GRIFFIE
1
Verslag MB d.d. 24 augustus 2004
Samenvattend verslag van de vergadering van de commissie Mens en Bedrijf, gehouden op 24 augustus 2004. Aanwezig. mw J. Kamphuis (voorzitter), J. Hoek (secretaris), G. Kamsteeg (PvdA), mw M. van Berkum-Schouten (CDA), C. Schaap (CDA), W. Kukler (GroenLinks), mw A. Klaassen (VOCH), R. van Mierlo (Hoorns Belang), H. IJskes (D66); A. van der Meer (Ouderenunie), H. van Lunteren (VVD), G. Otten (VOCH), mw A. Ponte (GroenLinks). Afwezig met kennisgeving. Mw.

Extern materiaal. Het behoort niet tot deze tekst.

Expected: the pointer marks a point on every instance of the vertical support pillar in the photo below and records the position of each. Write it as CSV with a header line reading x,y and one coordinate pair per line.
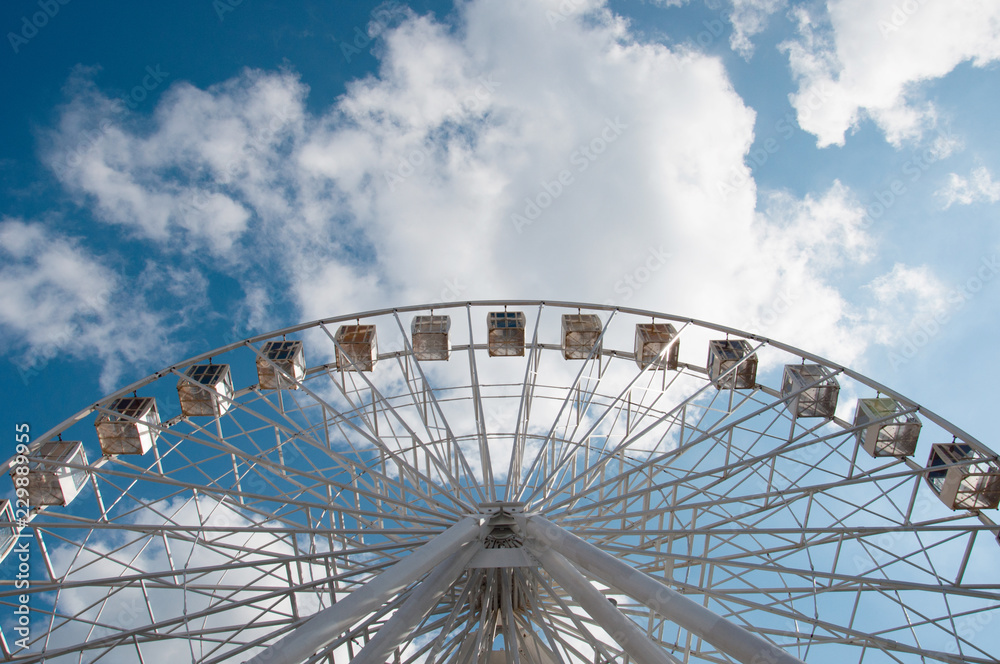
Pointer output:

A. Kraan (GroenLinks, niet raadslid); R. Roozeboom (Hoorns Belang), W. van Hilten (VVD); Mw M. Braam-Creebsburg (PvdA), P. Brandsen (PvdA). Overige aanwezigen. A. Helling (wethouder); afdelingshoofd Sociale zaken W. Krijgsman; mw D. Gelinck; J. Jhinnoe; M. Ooievaar; mw M. ten Harmsen van der Beek; E. Zeinstra.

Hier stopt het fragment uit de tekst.